A better market for shippers
The biggest winner in this transition should be the shippers. Too many in this industry seem to have forgotten that our businesses exist only to serve these businesses. Today’s system of phone and paper-based transactions, obscured by layers of middlemen mixing and matching freight to arbitrage prices, does little to benefit end shippers.
The technology-driven forwarders who are best positioned to compete in this new arrangement have no vested interest in maintaining the large profit margins of today’s forwarders. At Flexport, we are cash flow positive on our transactions while maintaining a gross margin that is nearly half of industry leaders, mainly due to our technology-enabled service model. And as we get closer to purchasing parity with the largest players, we can pass more of the savings back to shippers, making us even more competitive.
Even as we save money for clients, our web-based tools are designed to dramatically improve the user experience of shipping freight. By giving shippers more visibility and control over their freight than ever before, we unlock new value from their supply chains.
(Supply chain data can offer the single most accurate and up-to-date view into all the economic activity inside a company.)
New forwarders are also far more open to the infamous “tri-partite” relationship that directly connects shippers to airlines.

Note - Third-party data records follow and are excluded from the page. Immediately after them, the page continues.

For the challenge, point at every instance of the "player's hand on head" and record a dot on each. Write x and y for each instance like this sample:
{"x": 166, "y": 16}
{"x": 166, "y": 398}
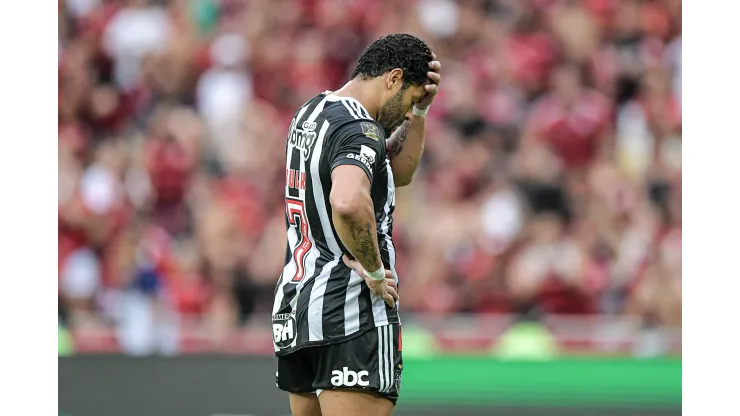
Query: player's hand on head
{"x": 385, "y": 289}
{"x": 431, "y": 88}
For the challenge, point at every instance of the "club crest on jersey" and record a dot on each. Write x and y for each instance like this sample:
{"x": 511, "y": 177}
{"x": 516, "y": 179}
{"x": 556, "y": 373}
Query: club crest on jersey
{"x": 303, "y": 137}
{"x": 370, "y": 130}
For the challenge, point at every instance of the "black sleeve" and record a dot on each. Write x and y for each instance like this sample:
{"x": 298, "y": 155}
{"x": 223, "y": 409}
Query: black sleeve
{"x": 360, "y": 143}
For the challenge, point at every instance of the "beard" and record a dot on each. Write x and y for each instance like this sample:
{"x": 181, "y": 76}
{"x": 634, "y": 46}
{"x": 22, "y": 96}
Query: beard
{"x": 391, "y": 115}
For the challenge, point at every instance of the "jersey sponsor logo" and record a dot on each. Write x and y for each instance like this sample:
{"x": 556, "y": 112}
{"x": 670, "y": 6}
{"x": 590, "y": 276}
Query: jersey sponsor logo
{"x": 360, "y": 159}
{"x": 348, "y": 378}
{"x": 283, "y": 329}
{"x": 303, "y": 137}
{"x": 370, "y": 130}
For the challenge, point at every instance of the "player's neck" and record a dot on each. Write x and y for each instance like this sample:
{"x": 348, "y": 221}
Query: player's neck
{"x": 364, "y": 92}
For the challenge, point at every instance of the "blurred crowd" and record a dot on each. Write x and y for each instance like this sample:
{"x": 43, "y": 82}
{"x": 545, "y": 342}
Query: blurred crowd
{"x": 550, "y": 183}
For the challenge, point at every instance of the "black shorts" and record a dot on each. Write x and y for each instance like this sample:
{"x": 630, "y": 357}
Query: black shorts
{"x": 371, "y": 361}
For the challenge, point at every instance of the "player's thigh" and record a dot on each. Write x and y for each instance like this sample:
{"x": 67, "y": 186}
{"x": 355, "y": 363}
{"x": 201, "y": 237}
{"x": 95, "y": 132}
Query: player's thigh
{"x": 339, "y": 402}
{"x": 304, "y": 404}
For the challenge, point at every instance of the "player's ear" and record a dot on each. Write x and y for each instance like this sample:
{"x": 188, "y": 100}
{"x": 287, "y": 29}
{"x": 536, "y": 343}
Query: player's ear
{"x": 395, "y": 79}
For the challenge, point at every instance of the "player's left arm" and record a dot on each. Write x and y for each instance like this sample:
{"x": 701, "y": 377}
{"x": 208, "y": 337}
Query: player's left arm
{"x": 406, "y": 144}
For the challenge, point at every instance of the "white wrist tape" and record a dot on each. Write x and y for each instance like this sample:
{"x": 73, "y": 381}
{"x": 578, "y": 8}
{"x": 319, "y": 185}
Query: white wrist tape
{"x": 420, "y": 113}
{"x": 377, "y": 275}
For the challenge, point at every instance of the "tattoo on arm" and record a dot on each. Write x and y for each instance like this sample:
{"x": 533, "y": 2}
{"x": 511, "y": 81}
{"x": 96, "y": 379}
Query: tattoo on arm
{"x": 395, "y": 143}
{"x": 364, "y": 246}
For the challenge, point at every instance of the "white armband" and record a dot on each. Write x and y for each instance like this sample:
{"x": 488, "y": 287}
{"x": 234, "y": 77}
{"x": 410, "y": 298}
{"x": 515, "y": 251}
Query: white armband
{"x": 377, "y": 275}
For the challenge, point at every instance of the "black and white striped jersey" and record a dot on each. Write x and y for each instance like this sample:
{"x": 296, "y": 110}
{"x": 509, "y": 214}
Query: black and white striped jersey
{"x": 319, "y": 300}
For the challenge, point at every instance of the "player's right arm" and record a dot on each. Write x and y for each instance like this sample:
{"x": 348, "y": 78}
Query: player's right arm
{"x": 354, "y": 159}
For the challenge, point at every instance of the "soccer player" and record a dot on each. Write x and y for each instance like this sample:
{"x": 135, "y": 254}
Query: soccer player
{"x": 335, "y": 319}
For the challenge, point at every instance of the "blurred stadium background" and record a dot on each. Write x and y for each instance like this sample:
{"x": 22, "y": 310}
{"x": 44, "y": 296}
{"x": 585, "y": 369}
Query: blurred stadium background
{"x": 539, "y": 247}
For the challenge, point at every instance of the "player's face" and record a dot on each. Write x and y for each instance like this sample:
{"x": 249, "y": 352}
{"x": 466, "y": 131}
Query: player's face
{"x": 397, "y": 108}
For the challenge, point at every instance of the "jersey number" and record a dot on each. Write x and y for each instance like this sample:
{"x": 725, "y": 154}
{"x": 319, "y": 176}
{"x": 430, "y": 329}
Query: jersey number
{"x": 297, "y": 218}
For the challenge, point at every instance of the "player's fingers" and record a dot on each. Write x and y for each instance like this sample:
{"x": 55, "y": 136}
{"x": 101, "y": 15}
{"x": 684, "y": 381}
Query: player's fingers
{"x": 389, "y": 300}
{"x": 393, "y": 292}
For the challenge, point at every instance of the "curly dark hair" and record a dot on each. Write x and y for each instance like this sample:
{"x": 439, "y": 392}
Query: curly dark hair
{"x": 403, "y": 51}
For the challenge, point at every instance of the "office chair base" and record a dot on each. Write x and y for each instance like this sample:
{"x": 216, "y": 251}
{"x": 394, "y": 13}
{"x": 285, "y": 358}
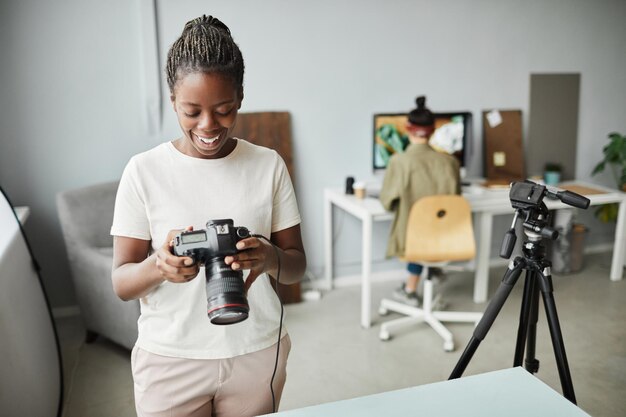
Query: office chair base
{"x": 418, "y": 315}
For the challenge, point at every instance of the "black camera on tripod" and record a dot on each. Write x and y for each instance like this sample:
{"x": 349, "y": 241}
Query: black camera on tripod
{"x": 226, "y": 298}
{"x": 527, "y": 199}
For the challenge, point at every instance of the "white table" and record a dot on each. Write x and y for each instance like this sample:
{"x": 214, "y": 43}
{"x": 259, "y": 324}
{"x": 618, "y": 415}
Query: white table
{"x": 485, "y": 205}
{"x": 510, "y": 392}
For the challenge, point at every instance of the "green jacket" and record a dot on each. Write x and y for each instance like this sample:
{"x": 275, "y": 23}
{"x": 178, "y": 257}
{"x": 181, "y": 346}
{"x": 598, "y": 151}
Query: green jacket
{"x": 418, "y": 172}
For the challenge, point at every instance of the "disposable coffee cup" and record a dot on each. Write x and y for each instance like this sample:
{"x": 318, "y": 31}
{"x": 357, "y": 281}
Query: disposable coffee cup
{"x": 359, "y": 189}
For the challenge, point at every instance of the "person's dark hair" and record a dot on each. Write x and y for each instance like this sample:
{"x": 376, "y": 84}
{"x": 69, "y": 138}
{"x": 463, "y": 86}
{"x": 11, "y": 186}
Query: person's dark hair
{"x": 205, "y": 45}
{"x": 421, "y": 116}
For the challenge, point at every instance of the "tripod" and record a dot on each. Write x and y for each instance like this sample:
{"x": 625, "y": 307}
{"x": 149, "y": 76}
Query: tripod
{"x": 526, "y": 198}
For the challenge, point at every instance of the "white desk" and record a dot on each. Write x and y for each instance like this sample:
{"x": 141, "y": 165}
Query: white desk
{"x": 509, "y": 392}
{"x": 485, "y": 205}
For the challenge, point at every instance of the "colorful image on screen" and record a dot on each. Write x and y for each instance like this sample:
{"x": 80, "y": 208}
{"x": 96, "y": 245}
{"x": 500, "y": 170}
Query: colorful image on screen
{"x": 390, "y": 136}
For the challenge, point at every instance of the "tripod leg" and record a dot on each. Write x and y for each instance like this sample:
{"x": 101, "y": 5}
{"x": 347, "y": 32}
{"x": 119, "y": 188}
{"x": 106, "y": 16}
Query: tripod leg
{"x": 495, "y": 305}
{"x": 529, "y": 289}
{"x": 555, "y": 333}
{"x": 531, "y": 363}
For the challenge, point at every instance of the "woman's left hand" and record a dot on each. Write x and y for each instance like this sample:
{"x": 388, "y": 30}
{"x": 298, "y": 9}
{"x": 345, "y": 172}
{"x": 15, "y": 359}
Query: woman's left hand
{"x": 254, "y": 254}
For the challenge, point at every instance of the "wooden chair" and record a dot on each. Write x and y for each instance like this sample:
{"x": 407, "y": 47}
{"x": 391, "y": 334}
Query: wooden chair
{"x": 439, "y": 231}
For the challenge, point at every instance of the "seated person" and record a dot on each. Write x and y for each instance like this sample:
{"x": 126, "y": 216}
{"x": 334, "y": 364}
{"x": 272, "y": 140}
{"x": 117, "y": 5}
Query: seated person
{"x": 418, "y": 172}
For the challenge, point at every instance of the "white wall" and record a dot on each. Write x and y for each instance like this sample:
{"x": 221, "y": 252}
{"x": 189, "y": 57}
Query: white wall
{"x": 71, "y": 113}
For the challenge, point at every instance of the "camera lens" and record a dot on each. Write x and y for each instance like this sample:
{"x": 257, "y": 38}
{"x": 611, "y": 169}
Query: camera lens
{"x": 226, "y": 298}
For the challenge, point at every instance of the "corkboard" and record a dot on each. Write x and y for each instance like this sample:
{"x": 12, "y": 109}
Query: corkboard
{"x": 272, "y": 130}
{"x": 504, "y": 151}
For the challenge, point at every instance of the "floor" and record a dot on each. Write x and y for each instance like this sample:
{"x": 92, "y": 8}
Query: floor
{"x": 333, "y": 358}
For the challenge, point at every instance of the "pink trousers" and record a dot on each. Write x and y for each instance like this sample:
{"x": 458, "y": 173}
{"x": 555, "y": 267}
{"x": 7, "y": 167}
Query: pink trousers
{"x": 239, "y": 386}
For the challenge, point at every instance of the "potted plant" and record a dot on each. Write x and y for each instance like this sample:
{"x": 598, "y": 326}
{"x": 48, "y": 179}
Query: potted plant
{"x": 552, "y": 173}
{"x": 614, "y": 158}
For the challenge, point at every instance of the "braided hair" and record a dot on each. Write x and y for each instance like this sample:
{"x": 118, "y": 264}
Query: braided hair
{"x": 205, "y": 45}
{"x": 421, "y": 116}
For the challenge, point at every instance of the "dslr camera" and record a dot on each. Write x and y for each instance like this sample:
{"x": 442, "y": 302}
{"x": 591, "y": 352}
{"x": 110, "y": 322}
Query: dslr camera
{"x": 226, "y": 298}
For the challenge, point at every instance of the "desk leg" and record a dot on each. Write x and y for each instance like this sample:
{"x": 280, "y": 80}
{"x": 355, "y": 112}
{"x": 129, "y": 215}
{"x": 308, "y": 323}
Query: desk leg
{"x": 328, "y": 242}
{"x": 366, "y": 271}
{"x": 617, "y": 265}
{"x": 481, "y": 279}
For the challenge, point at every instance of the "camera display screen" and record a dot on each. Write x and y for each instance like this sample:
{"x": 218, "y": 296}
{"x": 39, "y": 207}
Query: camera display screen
{"x": 193, "y": 237}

A direct relationship between carriers and shippers will make it harder for forwarders to benefit from opacity, while helping airlines better understand customer needs. That will let airlines to differentiate on more than just price, advancing from selling a commodity to a being value-add service provider.
Over time, we should expect the air cargo industry to more closely match the ocean freight business in this regard. Most big ocean shippers maintain direct contracts with the ocean carriers, and their global freight forwarding partner will act as coordinating layer, performing functions like planning, routing, scheduling, booking, tracking, and exception management.

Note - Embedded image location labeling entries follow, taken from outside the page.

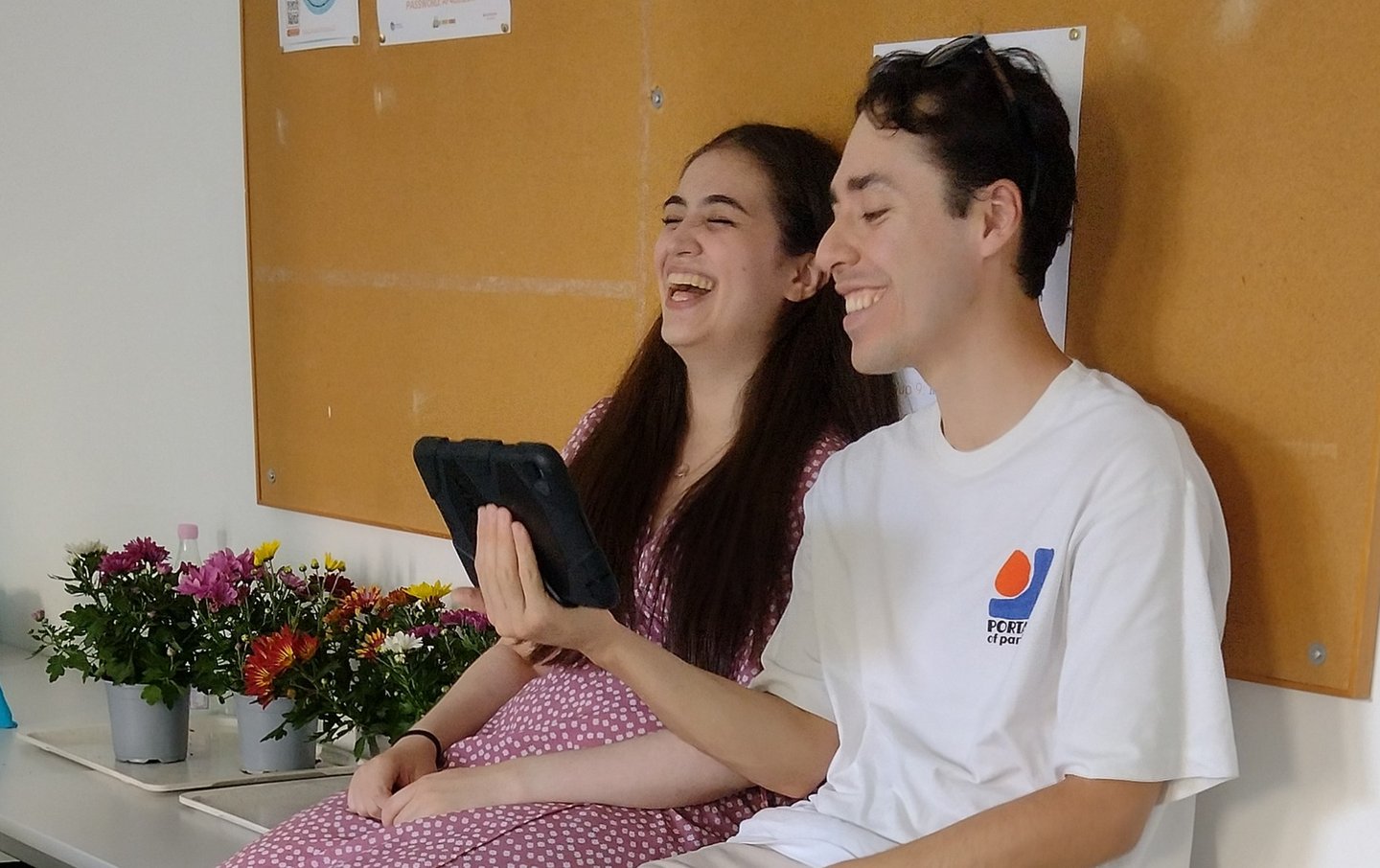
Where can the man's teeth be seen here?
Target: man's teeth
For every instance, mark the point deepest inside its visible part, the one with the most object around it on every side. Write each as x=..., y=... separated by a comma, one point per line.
x=860, y=300
x=684, y=281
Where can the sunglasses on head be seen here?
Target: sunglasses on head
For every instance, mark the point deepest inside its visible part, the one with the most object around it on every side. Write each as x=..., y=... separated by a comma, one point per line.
x=976, y=43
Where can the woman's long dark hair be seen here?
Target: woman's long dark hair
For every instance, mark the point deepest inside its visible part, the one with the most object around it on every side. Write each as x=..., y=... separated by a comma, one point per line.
x=730, y=535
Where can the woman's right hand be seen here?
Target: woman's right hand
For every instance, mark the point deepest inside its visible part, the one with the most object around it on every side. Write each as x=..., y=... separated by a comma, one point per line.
x=379, y=779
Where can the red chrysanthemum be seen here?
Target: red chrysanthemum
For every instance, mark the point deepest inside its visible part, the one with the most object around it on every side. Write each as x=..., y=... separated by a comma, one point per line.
x=369, y=649
x=270, y=655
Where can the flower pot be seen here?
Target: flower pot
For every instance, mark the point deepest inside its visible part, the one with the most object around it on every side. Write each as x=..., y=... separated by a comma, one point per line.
x=291, y=751
x=143, y=733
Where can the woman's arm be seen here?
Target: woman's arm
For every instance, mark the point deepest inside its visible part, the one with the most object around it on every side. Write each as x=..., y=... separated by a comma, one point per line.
x=762, y=737
x=655, y=770
x=488, y=683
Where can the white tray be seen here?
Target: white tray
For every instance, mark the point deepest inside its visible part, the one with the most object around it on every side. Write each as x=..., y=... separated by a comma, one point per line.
x=213, y=758
x=263, y=806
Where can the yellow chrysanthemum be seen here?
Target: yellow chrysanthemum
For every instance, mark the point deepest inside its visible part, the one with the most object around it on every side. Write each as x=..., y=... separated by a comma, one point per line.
x=265, y=552
x=428, y=591
x=369, y=649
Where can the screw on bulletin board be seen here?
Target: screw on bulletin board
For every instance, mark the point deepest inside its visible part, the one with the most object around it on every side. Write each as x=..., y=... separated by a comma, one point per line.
x=6, y=718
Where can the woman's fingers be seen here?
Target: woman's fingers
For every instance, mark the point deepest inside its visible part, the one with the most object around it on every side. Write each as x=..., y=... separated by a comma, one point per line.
x=524, y=563
x=502, y=586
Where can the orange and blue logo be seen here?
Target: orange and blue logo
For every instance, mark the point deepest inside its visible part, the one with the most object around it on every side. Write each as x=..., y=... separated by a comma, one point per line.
x=1018, y=586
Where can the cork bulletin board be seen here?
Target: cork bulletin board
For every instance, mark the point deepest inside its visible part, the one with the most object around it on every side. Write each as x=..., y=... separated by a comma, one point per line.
x=454, y=238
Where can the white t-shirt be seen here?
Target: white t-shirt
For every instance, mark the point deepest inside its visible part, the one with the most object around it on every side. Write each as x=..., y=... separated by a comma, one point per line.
x=981, y=624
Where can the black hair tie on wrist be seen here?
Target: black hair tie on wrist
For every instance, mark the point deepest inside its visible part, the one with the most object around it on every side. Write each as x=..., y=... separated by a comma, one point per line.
x=441, y=751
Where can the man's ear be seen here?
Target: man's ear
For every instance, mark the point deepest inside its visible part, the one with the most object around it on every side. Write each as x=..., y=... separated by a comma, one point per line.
x=1002, y=210
x=806, y=281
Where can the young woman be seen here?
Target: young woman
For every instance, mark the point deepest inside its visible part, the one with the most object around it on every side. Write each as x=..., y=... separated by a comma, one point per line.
x=693, y=475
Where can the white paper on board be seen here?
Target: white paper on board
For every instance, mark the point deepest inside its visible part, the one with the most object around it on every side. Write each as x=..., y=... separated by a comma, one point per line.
x=426, y=21
x=1062, y=50
x=316, y=24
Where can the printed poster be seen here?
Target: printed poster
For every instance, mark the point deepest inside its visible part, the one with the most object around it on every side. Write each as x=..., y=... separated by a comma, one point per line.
x=316, y=24
x=402, y=22
x=1062, y=49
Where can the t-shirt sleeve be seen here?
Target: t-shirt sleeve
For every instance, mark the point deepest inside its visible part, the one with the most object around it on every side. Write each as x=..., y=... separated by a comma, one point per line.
x=1141, y=690
x=791, y=660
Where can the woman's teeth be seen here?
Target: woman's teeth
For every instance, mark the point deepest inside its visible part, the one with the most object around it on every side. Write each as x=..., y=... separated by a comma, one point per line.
x=684, y=285
x=860, y=300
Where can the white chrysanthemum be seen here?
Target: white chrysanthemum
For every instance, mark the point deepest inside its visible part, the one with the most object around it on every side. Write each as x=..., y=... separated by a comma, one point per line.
x=399, y=643
x=86, y=547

In addition to reducing transaction costs, Flexport’s data-driven approach gives shippers more visibility and control over their inventory in transit. By improving forecasting abilities while allowing us to cut transit times and reduce working capital needs, tech-driven forwarders can unlock tremendous value in shippers supply chains. Shippers reward our relentless focus on working capital reduction with loyalty even when we’re not the cheapest forwarder in the market.
(With modern data structures, shippers can track shipments by the products inside of them, rather than mere tracking numbers. The resulting smarter routing will both reduce inventory stock-outs and cut working capital needs.)
But this will take years to play out, right?
Major airlines are investing now to enable the shift to dynamic real-time pricing and belly-level consolidations. And new internet-savvy freight forwarders like Flexport are already taking market share as we unlock new value for shippers with our technology. When these two forces come together over the next few years, we can expect a rapid and dramatic shift in the size and distribution of the profit pools in air freight. When we look back at the end of such a major market shift, we should be surprised if we find the same group of winners and losers in the air cargo industry. In the meantime, we would all be wise to heed Intel founder Andy Grove’s admonishment: “Only the paranoid survive.”